It's almost six months since I finished chemotherapy; almost three since my oncologist gave me the good news that I'm in complete remission. My next appointment with her is December 16th. It only requires blood work, yay. The CT scans require more time, drinking some nasty stuff, and breathing/not breathing on command. The only pain involved is the needle stick for the contrast dye. Well, and the fact that the whole shebang is a pain in the ass.
But you know what? I'd have one every damn day if it meant I stayed in remission.
Notice that I didn't say "cancer free." Unlike some other cancers, Small Lymphocytic Lymphoma (SLL) is incurable. When I signed the paperwork for the chemotherapy, my oncologist pointed out that she had to check "palliative" rather than "cure" under "Goal of Treatment" (or something like that - I really don't remember exactly, to be honest). But she took great care to explain that she had to do that; it didn't mean "palliative" in the sense of "you're going to die comfortably."
Here are ten things about my ongoing cancer experience, in no particular order.
- Thank God for mammograms. That's was the beginning of the cancer dance. That phone call when the nurse tells you that they found "something" and would like you to come in tomorrow for another mammogram.
- I noticed that, at every step of the diagnosis trip, the docs and nurses used the phrase "It's probably nothing."
Step 1: It's probably nothing, but we want you to have another mammogram.
Step 2: It's probably nothing, but we want to do an ultrasound.
Step 3: It's probably nothing, but we want to do a biopsy.
Step 4: It's not nothing; it's lymphoma.
- My veins are recovering from the beating they took from the treatments. If this shit comes back and I need treatment again, I'm getting a port, dammit. After the first three treatements, I got the nickname "Two-Stick Mary" because it always took at least two sticks to get the IV tube into my vein. One of the chemo drugs, Bendamustine (which I called "Bustamovestine") wreaks havoc on veins, turning them into uncooked spaghetti. And not only did I have to get stuck for the actual treatments, I also had to get stuck for blood work and CT scans.
- I've gained 10 pounds. That's okay. I lost 15 pounds in a month, which was one of the signs that I needed treatment. I thought I might ride that for awhile, but I decided that treatment was more important. So, I'm paying more attention to my eating (which means I say "Oh look at what I'm eating!") and trying half-assedly to keep the weight gain minimal.
- Recently I realized that I actually have this thing called "energy"!
- My doctor is wonderful, but the nurses are angels in human form.
- Benadryl stupor is real. It's not really sleep; it's more like semi-consciousness. Almost immediately after the Benadryl infusion, my eyelids started drooping. I'd fight it for a bit, but would always give in. I could still hear everything that was going on, and I was always aware when my mouth would drop open (so attractive!).

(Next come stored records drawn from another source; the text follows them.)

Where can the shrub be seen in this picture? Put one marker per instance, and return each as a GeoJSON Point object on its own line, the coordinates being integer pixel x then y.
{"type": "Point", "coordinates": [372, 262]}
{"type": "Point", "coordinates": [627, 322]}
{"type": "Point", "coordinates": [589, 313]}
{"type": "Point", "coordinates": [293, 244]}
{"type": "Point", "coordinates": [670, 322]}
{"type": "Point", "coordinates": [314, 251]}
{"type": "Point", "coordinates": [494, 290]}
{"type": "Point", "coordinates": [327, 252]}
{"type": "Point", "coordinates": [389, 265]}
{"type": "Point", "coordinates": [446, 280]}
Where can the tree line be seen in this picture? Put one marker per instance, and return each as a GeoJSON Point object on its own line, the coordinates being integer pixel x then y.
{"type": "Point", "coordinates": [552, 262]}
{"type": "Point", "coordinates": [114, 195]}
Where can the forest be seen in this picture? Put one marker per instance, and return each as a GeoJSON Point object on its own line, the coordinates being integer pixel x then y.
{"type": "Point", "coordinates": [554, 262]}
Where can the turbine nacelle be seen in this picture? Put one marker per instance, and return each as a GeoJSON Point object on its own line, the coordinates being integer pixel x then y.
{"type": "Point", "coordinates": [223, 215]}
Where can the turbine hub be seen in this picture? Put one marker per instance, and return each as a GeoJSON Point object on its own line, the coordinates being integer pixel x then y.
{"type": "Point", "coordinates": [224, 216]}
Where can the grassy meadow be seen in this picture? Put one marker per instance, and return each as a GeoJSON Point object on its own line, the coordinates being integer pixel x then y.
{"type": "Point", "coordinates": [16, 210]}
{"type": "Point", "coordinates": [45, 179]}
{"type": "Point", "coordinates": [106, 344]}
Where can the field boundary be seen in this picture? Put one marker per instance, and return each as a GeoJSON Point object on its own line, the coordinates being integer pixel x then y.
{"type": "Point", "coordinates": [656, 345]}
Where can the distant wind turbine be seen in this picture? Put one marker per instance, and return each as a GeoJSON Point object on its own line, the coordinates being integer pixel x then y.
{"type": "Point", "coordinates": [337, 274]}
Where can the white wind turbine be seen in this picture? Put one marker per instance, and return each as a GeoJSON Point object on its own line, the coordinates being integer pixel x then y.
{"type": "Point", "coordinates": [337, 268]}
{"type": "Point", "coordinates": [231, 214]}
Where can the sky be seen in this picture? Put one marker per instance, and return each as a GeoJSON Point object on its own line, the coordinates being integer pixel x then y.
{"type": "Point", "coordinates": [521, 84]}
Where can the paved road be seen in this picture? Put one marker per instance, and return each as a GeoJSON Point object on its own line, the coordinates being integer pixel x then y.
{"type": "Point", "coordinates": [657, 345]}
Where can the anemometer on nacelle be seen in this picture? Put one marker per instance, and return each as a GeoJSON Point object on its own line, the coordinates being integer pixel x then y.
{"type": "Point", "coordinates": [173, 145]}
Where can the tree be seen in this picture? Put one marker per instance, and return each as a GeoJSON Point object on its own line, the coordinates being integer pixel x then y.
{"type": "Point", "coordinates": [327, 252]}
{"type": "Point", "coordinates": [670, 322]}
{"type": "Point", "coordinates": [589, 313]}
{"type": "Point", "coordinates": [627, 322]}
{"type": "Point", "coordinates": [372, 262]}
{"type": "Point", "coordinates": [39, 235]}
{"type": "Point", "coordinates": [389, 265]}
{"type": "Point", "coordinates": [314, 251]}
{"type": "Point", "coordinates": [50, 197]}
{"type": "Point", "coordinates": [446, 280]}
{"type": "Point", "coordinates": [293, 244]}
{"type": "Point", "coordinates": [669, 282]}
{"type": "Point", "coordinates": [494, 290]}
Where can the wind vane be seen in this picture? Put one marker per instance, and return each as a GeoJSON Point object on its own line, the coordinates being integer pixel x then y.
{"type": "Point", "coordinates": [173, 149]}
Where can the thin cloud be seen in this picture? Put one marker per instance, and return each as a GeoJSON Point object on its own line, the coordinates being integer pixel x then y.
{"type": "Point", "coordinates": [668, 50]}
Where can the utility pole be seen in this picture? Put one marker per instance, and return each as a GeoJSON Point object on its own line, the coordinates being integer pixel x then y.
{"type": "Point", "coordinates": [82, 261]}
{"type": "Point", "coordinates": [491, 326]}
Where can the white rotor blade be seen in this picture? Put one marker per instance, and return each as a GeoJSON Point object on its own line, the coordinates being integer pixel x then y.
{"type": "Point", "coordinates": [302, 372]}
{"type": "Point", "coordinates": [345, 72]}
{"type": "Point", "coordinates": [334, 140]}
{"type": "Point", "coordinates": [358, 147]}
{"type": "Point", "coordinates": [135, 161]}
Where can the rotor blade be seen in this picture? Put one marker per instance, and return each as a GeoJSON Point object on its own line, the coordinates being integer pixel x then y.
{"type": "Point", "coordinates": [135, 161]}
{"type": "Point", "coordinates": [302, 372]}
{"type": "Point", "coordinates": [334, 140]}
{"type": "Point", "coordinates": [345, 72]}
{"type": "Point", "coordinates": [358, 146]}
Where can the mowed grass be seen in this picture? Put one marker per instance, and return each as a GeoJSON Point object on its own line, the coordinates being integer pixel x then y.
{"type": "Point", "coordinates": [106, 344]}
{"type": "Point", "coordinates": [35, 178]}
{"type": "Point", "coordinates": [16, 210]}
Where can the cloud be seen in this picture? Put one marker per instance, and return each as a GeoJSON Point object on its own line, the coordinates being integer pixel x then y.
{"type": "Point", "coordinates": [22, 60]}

- Warm blankets make everything better.
- The worst side effect I had was deep fatigue. No hair loss, no nausea, no digestive problems. I am extremely grateful for this.
- I got a lot of free dessert!
I still have cancer. It's lurking in my blood and bones; hiding out in my lymph nodes. I've scared it away for now, and if the universe continues to smile on me, it will stay scared.